Recent advances and open problems

Tutorial course at IEEE ICPR 2016
On Sunday December 4th 2016 from 14:00 to 18:00.


Homepage of Xavier Alameda-Pineda Homepage of Elisa Ricci Homepage of Nicu Sebe

Xavier Alameda-Pineda
received his PhD from INRIA and University of Grenoble in 2013. He was a post-doctoral researcher at CNRS/GIPSA-Lab and at the University of Trento, in the Multimodal Human Understanding Group. He is a research scientist t the Perception team, at INRIA, working on signal processing and machine learning for scene and behavior understanding using multimodal data. He is the ACM Multimedia 2015 best paper prize winner, member of ACM SIGMM and of IEEE. [Homepage]

Elisa Ricci
is a researcher at FBK and an assistant professor at the University of Perugia. She received her PhD from the University of Perugia in 2008. She has been a post-doctoral researcher at Idiap and FBK, Trento and a visiting researcher at the University of Bristol. Her research interests are directed along developing machine learning algorithms for video scene analysis, human behavior understanding and multimedia content analysis. She is area chair of ACM MM 2016 and of ECCV 2016. [Homepage]

Nicu Sebe
is a full professor in the University of Trento, Italy, where he is leading the research in the areas of multimedia information retrieval and human behavior understanding. He was a General Co-Chair of FG 2008 and ACM MM 2013, and a program chair of CIVR 2007 and 2010, and ACM MM 2007 and 2011. He is a program chair of ECCV 2016 and ICCV 2017. He is a senior member of IEEE and ACM and a fellow of IAPR. [Homepage]

Course Description

The automated analysis of human behavior in unstructured scenarios has many potential applications in health care, conflict and people management, sociology, marketing and surveillance.
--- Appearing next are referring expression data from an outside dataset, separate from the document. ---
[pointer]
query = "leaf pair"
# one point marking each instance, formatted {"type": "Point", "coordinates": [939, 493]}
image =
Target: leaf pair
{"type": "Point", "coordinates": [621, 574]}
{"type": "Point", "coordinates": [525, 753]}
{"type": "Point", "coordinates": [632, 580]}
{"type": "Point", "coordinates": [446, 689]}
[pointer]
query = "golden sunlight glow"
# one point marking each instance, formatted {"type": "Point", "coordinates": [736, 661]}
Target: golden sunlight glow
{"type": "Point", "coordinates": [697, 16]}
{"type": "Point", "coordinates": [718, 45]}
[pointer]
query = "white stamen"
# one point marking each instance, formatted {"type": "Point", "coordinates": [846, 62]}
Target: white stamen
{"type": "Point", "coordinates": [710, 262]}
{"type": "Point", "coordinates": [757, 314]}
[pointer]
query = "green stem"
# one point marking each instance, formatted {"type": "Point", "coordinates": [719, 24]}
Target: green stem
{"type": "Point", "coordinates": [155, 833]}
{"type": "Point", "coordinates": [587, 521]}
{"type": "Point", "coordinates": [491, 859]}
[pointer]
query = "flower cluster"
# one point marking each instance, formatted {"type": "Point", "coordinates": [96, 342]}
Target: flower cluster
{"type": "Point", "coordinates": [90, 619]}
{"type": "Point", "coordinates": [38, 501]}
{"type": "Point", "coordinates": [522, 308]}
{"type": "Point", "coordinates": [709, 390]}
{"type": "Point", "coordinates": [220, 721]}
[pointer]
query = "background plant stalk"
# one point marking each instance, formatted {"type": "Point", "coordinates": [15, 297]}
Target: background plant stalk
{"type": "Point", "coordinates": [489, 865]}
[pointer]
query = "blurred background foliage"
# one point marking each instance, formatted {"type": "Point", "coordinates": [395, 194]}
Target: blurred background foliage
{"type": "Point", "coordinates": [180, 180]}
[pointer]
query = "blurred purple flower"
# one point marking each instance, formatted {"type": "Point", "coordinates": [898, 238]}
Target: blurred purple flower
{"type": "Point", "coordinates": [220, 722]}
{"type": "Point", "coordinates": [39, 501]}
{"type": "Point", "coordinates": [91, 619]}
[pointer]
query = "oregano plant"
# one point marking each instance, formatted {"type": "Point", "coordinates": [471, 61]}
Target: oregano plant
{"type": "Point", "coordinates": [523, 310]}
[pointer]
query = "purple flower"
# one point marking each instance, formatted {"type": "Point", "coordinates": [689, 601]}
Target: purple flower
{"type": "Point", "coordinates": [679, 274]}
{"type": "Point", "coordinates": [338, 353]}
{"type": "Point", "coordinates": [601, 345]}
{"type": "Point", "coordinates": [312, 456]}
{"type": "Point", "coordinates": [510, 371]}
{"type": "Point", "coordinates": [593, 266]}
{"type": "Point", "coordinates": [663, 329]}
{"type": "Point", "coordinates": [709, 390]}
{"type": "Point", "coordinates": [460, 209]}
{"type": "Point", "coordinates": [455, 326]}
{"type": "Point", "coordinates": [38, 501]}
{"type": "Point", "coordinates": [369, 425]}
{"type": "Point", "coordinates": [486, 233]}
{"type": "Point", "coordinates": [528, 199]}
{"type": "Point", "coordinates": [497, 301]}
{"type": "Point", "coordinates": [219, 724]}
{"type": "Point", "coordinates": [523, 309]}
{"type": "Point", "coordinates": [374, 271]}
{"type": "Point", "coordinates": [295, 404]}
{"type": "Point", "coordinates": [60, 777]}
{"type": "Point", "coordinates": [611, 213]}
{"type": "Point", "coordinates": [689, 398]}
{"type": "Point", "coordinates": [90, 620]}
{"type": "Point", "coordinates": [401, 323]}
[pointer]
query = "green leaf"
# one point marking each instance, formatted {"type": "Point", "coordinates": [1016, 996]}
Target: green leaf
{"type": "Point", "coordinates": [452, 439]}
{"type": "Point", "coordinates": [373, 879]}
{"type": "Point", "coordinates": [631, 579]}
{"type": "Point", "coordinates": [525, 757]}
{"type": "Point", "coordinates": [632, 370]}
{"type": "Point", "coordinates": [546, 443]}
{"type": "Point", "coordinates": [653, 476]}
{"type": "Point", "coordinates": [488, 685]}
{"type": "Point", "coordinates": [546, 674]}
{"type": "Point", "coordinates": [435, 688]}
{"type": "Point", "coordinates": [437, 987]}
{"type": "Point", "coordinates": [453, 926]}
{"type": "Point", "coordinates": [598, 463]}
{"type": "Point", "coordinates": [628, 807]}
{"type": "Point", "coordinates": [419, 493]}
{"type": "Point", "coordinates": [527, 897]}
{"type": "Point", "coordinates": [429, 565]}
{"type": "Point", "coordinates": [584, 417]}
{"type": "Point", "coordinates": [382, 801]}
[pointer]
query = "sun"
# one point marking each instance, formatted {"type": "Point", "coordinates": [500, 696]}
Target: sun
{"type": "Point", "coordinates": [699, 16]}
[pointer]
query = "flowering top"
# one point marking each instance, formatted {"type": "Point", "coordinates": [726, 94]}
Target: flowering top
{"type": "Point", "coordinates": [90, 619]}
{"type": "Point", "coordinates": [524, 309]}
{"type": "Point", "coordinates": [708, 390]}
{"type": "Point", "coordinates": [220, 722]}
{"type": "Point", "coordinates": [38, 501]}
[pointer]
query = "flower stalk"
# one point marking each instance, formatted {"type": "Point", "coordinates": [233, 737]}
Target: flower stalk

It is therefore unsurprising that many researchers invested efforts into developing computational approaches able to automatically describe the behavior of a group or an individual. Generally speaking, the extraction of high-level information (e.g. emotional states, personality traits) is unfeasible if the low- and mid-level feature retrieving methods used are not robust and accurate. In this tutorial we will describe recent research efforts in the area of unstructured social scene analysis. Special emphasis will be given to recent approaches combining signal processing and machine learning to robustly extract crucial low and middle level information. We will consider tasks such as: (i) head and body pose estimation from multiple sensors, (ii) free-standing conversational group detection, (iii) audio-visual speaker detection, (iv) separation of moving sound sources and (v) estimation of physiological signals from visual data. An overall description of the extent of the current research, its limitations and promising future work lines will conclude the session. The content of the proposed tutorial lies in the intersection of three of the main topic areas of ICPR 2016, namely: pattern recognition and machine learning, computer and robot vision and image, speech, signal and video processing.